Introduction: Alternative methods of predicting hip fracture are needed since 50% of adults who fracture do not have osteoporosis by bone mineral density (BMD) measurements. One method, factor-of-risk (Φ), computes the ratio of force on the hip in a fall to femoral strength. We examined the relation between Φ and hip fracture in 1,100 subjects from the Framingham Study with measured hip BMD, along with weight, height, and age, collected in 1988-1989.
Methods: We estimated both peak and attenuated force applied to the hip in a sideways fall from standing height, where attenuated force incorporated cushioning effects of trochanteric soft tissue. Femoral strength was estimated from femoral neck BMD, using cadaveric femoral strength data.

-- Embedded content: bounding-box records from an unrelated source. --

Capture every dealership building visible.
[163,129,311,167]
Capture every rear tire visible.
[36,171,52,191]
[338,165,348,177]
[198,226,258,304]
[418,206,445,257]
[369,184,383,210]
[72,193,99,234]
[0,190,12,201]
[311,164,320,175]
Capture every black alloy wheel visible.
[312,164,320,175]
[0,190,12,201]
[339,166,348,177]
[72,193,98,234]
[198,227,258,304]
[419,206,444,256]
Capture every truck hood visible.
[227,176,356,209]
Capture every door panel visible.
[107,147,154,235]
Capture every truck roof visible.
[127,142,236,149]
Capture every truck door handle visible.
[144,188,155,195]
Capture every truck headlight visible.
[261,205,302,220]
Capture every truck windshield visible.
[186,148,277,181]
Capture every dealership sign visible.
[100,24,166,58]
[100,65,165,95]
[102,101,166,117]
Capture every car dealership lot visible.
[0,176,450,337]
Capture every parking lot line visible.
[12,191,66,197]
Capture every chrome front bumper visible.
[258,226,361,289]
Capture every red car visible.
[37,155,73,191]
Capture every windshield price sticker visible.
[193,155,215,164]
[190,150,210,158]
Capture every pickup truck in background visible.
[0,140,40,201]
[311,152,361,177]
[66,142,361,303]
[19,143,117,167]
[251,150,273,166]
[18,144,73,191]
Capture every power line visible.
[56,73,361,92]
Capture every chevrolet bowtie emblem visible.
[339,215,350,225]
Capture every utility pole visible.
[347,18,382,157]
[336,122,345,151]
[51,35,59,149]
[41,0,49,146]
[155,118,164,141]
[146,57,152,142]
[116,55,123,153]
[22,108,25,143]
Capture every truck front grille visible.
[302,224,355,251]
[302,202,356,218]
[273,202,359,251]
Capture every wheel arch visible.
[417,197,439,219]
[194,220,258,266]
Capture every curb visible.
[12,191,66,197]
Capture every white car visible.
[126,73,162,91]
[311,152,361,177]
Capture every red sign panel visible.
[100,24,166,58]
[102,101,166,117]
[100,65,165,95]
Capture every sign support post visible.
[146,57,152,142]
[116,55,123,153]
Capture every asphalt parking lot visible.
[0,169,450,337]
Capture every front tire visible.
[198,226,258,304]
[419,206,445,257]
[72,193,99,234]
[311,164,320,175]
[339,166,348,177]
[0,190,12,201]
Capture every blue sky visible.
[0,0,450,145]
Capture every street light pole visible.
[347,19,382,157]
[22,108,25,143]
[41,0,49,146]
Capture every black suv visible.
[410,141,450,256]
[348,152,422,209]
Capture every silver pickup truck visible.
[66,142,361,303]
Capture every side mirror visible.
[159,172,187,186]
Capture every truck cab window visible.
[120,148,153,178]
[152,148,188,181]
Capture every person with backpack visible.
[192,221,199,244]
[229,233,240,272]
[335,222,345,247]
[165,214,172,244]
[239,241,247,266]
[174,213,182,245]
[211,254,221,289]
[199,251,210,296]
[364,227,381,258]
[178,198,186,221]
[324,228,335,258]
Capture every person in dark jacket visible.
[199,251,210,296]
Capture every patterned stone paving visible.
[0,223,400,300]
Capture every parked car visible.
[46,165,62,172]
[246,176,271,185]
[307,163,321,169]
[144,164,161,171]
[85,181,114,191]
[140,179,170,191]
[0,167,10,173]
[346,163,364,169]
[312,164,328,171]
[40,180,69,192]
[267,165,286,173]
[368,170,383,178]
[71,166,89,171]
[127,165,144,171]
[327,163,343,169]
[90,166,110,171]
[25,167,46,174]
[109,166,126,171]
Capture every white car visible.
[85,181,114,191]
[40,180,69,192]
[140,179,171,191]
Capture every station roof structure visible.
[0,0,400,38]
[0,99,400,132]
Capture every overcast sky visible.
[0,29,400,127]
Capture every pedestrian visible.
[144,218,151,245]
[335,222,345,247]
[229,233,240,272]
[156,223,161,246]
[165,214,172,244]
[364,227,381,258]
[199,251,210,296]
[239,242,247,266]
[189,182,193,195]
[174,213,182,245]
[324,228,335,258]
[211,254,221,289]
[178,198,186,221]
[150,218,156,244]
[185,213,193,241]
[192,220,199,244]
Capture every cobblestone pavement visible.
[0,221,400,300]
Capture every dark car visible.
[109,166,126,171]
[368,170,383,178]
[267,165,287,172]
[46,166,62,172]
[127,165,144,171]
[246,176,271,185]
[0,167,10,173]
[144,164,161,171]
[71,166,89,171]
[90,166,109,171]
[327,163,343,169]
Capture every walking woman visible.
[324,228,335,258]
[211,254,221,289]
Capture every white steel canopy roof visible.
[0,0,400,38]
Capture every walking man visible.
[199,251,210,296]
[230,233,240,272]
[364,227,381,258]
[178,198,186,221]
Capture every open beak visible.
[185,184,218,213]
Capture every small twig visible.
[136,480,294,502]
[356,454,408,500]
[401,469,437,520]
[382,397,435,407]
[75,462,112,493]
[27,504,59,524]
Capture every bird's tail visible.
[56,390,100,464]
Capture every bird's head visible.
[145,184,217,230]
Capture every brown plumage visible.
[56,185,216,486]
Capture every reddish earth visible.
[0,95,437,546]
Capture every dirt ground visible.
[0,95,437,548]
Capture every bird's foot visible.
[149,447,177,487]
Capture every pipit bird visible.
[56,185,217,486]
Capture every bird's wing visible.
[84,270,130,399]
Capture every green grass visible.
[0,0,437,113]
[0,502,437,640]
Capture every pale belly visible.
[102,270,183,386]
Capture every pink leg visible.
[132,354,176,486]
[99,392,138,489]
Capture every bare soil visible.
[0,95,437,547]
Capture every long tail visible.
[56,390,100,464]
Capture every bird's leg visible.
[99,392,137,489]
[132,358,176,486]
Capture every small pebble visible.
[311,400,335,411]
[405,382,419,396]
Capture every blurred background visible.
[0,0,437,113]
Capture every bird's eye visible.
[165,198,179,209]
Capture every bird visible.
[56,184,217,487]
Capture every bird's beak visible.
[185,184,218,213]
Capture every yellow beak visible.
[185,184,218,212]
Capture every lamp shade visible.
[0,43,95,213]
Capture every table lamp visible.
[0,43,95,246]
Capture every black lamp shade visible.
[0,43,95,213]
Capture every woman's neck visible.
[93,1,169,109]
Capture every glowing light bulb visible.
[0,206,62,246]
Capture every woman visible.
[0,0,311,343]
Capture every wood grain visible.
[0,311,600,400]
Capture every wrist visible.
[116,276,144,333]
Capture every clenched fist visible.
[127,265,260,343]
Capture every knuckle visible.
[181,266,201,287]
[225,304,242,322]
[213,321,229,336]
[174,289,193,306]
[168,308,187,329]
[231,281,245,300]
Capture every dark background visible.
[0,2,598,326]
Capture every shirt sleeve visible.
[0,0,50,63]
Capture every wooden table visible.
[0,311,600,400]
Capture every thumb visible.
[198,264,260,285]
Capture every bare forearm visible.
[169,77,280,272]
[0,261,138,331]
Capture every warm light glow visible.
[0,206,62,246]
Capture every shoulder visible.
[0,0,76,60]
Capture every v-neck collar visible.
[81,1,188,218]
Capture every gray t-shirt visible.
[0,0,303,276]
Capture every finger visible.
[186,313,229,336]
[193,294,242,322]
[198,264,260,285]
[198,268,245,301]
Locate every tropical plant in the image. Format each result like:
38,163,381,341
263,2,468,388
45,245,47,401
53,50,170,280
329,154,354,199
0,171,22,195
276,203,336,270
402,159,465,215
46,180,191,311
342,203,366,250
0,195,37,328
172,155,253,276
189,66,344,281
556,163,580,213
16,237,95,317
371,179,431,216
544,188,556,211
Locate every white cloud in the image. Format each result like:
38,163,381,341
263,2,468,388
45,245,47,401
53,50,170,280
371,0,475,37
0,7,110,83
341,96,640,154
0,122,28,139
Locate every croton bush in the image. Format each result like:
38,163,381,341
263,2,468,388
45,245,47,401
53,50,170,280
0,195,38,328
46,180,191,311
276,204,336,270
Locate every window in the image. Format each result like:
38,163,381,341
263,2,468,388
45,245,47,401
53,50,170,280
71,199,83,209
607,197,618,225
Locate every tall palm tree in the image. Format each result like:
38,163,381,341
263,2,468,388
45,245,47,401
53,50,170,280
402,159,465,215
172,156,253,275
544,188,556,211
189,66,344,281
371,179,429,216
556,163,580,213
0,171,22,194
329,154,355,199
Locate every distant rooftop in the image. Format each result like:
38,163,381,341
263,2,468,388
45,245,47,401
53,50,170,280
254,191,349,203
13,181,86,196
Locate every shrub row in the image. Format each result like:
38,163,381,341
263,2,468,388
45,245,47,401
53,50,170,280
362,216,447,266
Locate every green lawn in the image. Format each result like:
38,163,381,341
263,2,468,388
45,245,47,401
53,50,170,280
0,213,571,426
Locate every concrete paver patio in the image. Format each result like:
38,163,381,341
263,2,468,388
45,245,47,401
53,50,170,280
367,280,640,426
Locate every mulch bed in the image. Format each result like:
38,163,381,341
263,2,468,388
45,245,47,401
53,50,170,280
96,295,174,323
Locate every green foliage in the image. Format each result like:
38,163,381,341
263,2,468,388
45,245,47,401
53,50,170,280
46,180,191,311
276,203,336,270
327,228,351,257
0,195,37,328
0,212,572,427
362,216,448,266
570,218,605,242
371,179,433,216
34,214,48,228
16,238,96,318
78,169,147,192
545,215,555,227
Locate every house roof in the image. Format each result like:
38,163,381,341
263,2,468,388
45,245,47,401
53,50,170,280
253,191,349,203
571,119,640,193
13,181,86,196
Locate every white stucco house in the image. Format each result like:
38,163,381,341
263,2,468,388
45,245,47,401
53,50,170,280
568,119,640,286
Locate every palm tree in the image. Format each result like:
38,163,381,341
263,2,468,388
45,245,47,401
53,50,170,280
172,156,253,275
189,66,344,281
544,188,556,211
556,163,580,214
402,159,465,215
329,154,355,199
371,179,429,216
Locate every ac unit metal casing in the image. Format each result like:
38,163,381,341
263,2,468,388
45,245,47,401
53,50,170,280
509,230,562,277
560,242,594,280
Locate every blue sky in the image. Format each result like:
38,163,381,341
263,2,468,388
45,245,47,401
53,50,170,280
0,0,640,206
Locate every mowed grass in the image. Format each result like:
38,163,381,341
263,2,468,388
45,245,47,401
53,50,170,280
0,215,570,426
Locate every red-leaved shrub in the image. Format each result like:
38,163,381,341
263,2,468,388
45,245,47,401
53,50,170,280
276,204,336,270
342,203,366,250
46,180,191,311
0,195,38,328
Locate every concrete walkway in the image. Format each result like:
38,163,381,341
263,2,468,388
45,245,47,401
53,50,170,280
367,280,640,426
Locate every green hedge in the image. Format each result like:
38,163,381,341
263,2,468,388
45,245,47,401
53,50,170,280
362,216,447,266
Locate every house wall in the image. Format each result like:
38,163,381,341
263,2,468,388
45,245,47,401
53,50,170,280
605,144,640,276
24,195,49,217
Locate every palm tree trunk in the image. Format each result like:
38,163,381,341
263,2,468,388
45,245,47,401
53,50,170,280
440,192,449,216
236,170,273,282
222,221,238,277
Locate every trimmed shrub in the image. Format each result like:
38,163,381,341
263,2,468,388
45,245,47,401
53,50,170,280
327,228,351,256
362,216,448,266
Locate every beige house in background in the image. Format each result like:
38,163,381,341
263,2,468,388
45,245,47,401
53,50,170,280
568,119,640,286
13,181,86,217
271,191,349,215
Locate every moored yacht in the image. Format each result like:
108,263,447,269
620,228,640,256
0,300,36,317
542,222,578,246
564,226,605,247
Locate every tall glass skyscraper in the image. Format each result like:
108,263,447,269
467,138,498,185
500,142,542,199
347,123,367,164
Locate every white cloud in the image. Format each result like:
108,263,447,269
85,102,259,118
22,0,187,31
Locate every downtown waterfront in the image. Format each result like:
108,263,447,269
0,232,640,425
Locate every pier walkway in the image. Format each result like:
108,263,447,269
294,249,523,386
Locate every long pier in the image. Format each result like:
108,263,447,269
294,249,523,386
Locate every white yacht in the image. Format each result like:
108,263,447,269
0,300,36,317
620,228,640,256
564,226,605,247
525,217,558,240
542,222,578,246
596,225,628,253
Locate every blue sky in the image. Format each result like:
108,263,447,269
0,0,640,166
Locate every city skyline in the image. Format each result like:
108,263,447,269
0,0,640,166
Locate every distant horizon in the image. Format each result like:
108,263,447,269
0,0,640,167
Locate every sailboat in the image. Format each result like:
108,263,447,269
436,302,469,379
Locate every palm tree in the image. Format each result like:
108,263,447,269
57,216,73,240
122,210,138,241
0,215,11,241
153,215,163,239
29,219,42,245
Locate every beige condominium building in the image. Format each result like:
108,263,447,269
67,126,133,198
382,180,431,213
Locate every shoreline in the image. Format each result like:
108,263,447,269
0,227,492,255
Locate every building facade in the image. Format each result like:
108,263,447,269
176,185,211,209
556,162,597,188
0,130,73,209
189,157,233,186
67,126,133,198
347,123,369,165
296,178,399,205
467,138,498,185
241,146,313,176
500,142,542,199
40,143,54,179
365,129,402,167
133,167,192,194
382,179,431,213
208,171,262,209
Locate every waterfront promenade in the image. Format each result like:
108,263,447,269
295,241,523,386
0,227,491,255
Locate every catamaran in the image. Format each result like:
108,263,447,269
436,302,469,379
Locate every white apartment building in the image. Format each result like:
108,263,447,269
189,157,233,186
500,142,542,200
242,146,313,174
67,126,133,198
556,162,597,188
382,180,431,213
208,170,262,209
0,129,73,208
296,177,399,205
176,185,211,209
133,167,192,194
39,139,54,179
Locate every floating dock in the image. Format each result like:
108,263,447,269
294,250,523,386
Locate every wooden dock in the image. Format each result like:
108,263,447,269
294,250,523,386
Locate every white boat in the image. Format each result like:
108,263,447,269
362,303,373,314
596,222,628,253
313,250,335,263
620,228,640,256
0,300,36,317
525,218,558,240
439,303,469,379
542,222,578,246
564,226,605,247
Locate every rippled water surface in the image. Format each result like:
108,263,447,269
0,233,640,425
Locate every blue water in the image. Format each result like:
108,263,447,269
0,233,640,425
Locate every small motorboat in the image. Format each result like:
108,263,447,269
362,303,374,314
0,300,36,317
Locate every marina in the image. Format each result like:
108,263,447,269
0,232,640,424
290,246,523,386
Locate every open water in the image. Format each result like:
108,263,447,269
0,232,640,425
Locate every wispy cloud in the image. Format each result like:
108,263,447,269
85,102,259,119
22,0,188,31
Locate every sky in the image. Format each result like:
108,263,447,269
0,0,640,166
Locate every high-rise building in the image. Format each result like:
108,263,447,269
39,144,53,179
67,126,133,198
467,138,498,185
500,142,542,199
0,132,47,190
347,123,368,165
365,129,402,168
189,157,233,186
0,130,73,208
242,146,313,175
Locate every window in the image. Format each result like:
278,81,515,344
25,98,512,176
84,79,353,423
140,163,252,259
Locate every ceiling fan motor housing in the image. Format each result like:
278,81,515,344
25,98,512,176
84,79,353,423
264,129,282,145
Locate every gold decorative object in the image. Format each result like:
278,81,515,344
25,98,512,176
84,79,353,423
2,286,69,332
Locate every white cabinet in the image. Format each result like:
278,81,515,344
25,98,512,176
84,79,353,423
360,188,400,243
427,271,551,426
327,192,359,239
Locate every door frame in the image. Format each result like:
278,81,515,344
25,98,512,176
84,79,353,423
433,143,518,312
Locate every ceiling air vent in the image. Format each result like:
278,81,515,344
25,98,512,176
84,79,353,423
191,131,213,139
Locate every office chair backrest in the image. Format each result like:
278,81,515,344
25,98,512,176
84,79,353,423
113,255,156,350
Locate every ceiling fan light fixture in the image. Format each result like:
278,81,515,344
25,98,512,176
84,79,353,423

Sex-specific, age-adjusted survival models were used to calculate hazard ratios (HR) and 95% confidence intervals for the relation between Φ (peak), Φ (attenuated), and their components with hip fracture.
Results: In 425 men and 675 women (mean age, 76 years), 136 hip fractures occurred over median follow-up of 11.3 years. Factor-of-risk, Φ, was associated with increased age-adjusted risk for hip fracture. One standard deviation increase in Φ (peak) and Φ (attenuated) was associated with HR of 1.88 and 1.78 in men and 1.23 and 1.41 in women, respectively. Examining components of Φ, in women, we found fall force and soft tissue thickness were predictive of hip fracture independent of femoral strength (was estimated from BMD).
Conclusions: Thus, both Φ (peak) and Φ (attenuated) predict hip fracture in men and women. These findings suggest additional studies of Φ predicting hip fracture using direct measurements of trochanteric soft tissue.